I grew up in a household where, every time the phone rang, my dad bellowed with a fury that only increased in magnitude with the call's proximity to the sacred dinner hour, "Who could that be?" And if someone knocked on the door unannounced—our reaction resembled that of the Dillinger gang with the Feds at the door.
We Murrays liked people all right. But we liked our boundaries too. And I still do.
Nevertheless:
A friend of mine lives in the neighborhood, and his home office is in the front of his house on the second floor, and sometimes when I'm out jogging, I stop in front of his place and pick up a pebble and toss it at his window.
Now this is a particularly jocular chap, at any moment's notice ready for a phone call or a cocktail. But he's always genuinely annoyed when I chuck the pebbles. How can I tell? He throws up the window and yells, "Stop that!"
Nine times out of 10, that's how it feels to me to get an IM* or one of those little pings on Facebook. Even if it comes from somebody I'm glad to hear from and even if it brings news I'm glad to get—it's a basketball in the face, it's "boo!" around a corner, it's a pebble on my window pane.
If you had a bowl full of pebbles and a really strong and accurate arm, would you occasionally chuck one of those pebbles at the window of a friend, in California, not knowing whether or not he or she is in the middle of a thought—or worse?
I don't think you would.
I'd go on about this, but I just had a random thought and need to IM my client about it.
Meanwhile, I wonder if you'll weigh in: Do you resent the Ping even when you love the Pinger?

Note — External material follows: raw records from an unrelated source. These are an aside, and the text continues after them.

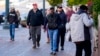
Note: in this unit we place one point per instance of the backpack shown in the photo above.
(52, 21)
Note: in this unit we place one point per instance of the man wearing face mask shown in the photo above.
(34, 22)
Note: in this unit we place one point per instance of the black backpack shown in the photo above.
(52, 21)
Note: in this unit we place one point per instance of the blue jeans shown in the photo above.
(12, 30)
(53, 38)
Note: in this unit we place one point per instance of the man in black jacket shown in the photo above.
(35, 20)
(12, 18)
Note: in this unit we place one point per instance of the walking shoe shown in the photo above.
(34, 47)
(56, 50)
(29, 38)
(13, 39)
(54, 53)
(51, 53)
(62, 48)
(38, 44)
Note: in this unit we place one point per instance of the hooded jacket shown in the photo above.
(12, 17)
(76, 26)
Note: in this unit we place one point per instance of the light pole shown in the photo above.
(6, 26)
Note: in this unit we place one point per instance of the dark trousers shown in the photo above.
(61, 37)
(86, 46)
(16, 24)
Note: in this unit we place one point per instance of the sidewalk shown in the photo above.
(23, 47)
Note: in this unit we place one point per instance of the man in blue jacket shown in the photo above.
(61, 30)
(35, 20)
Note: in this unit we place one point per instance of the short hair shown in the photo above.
(51, 8)
(83, 7)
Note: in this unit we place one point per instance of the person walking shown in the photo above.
(62, 29)
(48, 38)
(35, 21)
(53, 22)
(19, 18)
(12, 18)
(79, 25)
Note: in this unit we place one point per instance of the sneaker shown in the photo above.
(62, 48)
(38, 44)
(29, 38)
(51, 53)
(13, 39)
(57, 50)
(54, 53)
(34, 47)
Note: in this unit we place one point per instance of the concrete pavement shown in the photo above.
(23, 47)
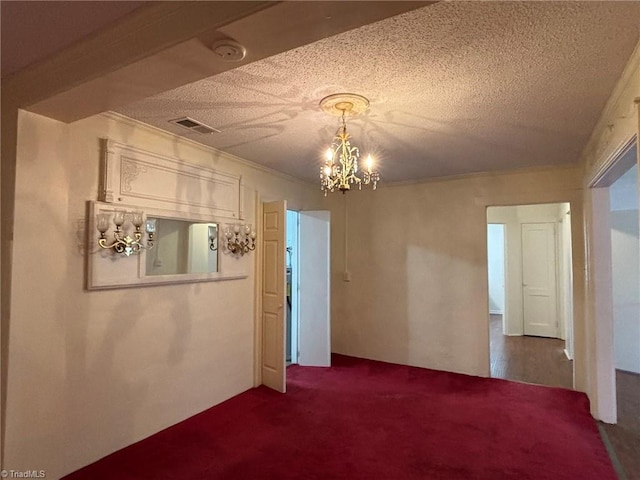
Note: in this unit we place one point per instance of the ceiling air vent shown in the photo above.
(193, 125)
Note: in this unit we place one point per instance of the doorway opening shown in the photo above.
(294, 294)
(530, 296)
(616, 259)
(292, 273)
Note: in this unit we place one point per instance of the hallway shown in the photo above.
(529, 359)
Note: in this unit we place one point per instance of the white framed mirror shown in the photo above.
(182, 248)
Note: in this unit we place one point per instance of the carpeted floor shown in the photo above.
(362, 419)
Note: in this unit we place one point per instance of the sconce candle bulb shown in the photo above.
(124, 243)
(240, 239)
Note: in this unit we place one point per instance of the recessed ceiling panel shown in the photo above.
(454, 88)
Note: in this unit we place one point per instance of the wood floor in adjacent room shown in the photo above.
(542, 361)
(529, 359)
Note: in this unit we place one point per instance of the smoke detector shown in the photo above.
(229, 50)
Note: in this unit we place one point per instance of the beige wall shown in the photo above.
(417, 255)
(91, 372)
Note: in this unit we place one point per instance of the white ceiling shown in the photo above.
(455, 88)
(36, 30)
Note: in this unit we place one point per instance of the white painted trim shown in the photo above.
(599, 178)
(466, 176)
(115, 116)
(612, 104)
(150, 180)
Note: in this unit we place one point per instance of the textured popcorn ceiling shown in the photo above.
(455, 87)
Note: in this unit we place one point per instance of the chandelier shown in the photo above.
(340, 168)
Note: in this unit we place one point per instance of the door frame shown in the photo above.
(512, 223)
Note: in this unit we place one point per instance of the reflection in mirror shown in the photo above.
(183, 246)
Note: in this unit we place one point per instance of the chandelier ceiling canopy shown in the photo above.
(340, 167)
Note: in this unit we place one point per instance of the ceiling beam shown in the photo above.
(167, 44)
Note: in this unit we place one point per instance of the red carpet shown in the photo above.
(371, 420)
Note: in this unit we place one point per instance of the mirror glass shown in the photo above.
(183, 246)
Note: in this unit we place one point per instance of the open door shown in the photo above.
(273, 295)
(315, 319)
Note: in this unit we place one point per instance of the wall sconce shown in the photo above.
(240, 239)
(213, 238)
(123, 243)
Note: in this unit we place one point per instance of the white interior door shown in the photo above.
(539, 279)
(314, 317)
(273, 295)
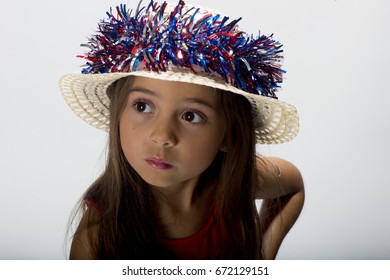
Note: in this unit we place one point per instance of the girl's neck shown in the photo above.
(183, 210)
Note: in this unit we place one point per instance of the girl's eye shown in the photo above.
(193, 117)
(142, 107)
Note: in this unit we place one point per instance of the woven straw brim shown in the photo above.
(275, 121)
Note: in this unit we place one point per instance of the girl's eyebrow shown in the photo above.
(201, 102)
(186, 100)
(144, 90)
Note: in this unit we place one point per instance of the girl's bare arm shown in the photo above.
(282, 201)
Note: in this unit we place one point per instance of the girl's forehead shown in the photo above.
(163, 86)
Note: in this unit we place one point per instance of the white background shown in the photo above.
(337, 61)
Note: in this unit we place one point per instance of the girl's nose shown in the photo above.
(164, 133)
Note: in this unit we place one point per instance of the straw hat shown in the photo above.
(186, 44)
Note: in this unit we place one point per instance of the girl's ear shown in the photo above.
(223, 149)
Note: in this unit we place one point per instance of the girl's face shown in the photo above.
(170, 132)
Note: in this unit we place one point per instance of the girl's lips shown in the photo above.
(158, 163)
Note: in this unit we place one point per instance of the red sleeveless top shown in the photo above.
(205, 244)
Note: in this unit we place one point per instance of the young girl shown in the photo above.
(185, 96)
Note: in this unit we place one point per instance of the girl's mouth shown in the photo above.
(158, 163)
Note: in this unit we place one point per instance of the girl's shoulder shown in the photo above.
(277, 177)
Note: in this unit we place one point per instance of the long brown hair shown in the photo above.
(127, 227)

*I'm hooked up to my clients at McMurry on IM, and I've come to accept IM pings as intra-office banter necessary for spontaneous, continuous work flow. But I'm super vigilant about letting my workmates know when I'm not available, often posting customized out-of-the-office status: The factual "Out to lunch" … the whimsical "On the make," the figurative "Making it rain," the literary "Tilting at windmills" or the mildly truculent, "Away."